I often tell the children in our school that if there’s just one thing they ought to know about God, one thing they ever learn about God, and that is that God loves them more than anything, that would be enough. It’s the thing that I hope they remember me saying, because that’s the message I feel called to proclaim. God’s love is the most important thing we have in this life, the most precious gift we will ever receive.
It is true gift, because there’s nothing, not one thing, that we can do to earn it. Filthy in sin as we are, we certainly don’t do it. And entitled as we can sometimes be, there is no way we can ever say that we have a right to it. But we get it anyway. God freely pours out his love on us sinners, not because we are good, but because he is.
God loves us first and loves us best, and it’s a love that will totally consume us, totally transform us, if we let it. It’s a love that can break our stony hearts and transform our sadness into real joy. It’s a love that can change us from people of darkness to real live people of light and joy. It’s a love that obliterates the power of sin and death to control our eternity, and opens up to us the glory of heaven.
And even if we live our lives passing from one thing to the next and barely noticing anything going on around us, we have to pause and appreciate God’s love on this most holy morning. This is the morning that confounded Mary of Magdala; it’s the morning that got Peter and John out of their funk and sent them running. It’s the morning that John finally starts to get what Jesus was getting at all this time. He saw and believed.
He saw that his Lord was not there, that death could not hold him. He saw that the grave was no longer the finality of existence. He saw that Love – real Love – is in charge of our futures. He saw that there is real hope available to us hopeless ones.
“To him all the prophets bear witness,
that everyone who believes in him
will receive forgiveness of sins through his name.”
That quote, from Saint Peter’s testimony in the Acts of the Apostles, today’s first reading, is the Easter faith to which we are all called. We have to stop living like this is all there is. We have to stop loving our sins more than we love God. We have to live like a people who have been loved into existence, and loved into redemption.
That means we have to put aside our disastrous sense of entitlement. We have to learn to receive love so deep that it calls us to change. And we have to love in the same way too, so that others will see that and believe.
We’ll never find real love by burying ourselves in work or careers. We’ll do nothing but damage our life if we seek to find it in substance abuse. We’ll never find love by clinging to past hurts and resentments. We are only going to find love in one place, or more precisely in one person, namely, Jesus Christ. We must let everything else – everything else – go.
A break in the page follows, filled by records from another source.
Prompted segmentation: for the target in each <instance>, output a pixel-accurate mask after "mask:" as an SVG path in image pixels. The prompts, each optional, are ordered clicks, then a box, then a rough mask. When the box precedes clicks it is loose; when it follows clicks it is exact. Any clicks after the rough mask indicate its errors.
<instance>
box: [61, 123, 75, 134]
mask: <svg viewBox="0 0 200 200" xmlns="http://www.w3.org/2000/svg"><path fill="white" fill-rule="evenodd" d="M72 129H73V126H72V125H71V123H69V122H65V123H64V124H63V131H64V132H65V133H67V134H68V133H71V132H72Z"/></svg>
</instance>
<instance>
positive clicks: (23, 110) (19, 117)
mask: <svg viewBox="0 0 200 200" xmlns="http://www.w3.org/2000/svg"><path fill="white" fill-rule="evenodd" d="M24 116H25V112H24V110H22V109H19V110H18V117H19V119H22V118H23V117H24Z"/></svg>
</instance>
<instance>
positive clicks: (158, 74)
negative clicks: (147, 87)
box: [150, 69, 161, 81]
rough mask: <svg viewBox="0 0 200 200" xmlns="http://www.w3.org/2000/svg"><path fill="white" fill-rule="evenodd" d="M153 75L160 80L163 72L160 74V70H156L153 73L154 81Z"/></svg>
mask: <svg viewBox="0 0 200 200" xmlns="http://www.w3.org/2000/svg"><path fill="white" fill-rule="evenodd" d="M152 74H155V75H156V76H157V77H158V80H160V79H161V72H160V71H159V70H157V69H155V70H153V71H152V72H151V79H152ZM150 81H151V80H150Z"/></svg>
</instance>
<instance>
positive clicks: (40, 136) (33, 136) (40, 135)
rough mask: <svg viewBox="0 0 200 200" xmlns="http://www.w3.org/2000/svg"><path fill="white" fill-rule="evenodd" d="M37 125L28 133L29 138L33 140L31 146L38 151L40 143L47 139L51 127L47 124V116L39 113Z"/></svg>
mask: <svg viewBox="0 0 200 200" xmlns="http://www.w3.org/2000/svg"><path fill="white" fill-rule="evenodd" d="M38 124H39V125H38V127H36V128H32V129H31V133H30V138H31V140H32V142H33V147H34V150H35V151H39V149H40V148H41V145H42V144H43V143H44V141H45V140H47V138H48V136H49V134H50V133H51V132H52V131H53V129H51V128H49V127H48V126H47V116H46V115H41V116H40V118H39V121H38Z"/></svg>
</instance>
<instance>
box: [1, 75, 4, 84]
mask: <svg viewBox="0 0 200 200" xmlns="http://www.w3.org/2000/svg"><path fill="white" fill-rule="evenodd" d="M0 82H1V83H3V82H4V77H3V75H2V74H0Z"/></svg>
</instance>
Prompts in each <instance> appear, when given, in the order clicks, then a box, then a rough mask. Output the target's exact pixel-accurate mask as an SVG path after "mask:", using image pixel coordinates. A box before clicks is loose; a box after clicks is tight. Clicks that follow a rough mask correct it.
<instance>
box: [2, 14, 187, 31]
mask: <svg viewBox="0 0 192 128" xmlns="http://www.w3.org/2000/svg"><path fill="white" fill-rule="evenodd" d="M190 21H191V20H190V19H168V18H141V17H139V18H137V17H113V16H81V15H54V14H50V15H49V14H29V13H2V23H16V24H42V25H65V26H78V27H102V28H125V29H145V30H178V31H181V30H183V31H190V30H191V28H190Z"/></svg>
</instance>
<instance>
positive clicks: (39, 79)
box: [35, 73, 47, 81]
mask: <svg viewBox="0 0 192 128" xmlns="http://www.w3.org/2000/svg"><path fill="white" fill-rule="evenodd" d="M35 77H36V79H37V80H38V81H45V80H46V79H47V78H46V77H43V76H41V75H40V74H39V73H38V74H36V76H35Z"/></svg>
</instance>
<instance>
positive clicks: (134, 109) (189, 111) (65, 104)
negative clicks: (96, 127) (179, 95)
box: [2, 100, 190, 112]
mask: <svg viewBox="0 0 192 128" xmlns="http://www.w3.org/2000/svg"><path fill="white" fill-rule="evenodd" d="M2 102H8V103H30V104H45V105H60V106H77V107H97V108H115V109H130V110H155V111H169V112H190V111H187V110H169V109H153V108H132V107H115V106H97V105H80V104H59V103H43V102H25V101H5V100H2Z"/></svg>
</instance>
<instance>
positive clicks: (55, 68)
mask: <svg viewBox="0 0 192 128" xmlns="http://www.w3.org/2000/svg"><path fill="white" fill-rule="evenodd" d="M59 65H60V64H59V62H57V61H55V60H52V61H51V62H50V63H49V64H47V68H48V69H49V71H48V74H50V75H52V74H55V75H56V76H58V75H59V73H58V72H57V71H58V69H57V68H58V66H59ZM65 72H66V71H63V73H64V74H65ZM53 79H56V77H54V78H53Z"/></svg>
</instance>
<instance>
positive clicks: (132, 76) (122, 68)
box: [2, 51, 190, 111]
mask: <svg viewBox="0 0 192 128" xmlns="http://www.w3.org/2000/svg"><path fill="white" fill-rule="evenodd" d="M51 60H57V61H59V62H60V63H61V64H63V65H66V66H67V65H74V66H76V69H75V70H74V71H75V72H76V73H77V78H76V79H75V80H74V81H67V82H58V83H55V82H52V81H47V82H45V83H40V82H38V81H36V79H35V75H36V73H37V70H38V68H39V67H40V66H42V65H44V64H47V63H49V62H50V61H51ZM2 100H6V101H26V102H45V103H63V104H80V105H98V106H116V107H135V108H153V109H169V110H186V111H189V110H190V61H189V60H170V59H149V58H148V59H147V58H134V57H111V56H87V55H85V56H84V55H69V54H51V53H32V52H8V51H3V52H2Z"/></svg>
Today, Jesus Christ broke the prison-bars of death, and rose triumphant from the underworld. What good would life have been to us, if Christ had not come as our Redeemer? Because of this saving event, we can be assured that our own graves will never be our final resting places, that pain and sorrow and death will be temporary, and that we who believe and follow our risen Lord have hope of life that lasts forever. Just as Christ’s own time on the cross and in the grave was brief, so our own pain, death, and burial will be as nothing compared to the ages of new life we have yet to receive. We have hope in these days because Christ is our hope, and he has overcome the obstacles to our living.
The good news today is that we can find real love today and every day of our lives, by coming to this sacred place. It is here that we hear the Word proclaimed, here that we partake of the very Body and Blood of our Lord. An occasional experience of this mystery simply will not do – we cannot partake of it on Easter Sunday only. No; we must nurture our faith by encountering our Risen Lord every day, certainly every Sunday, of our lives, by hearing that Word, and receiving his Body and Blood. Anything less than that is seeking the living one among the dead.
Christ is risen! He is risen indeed! Alleluia!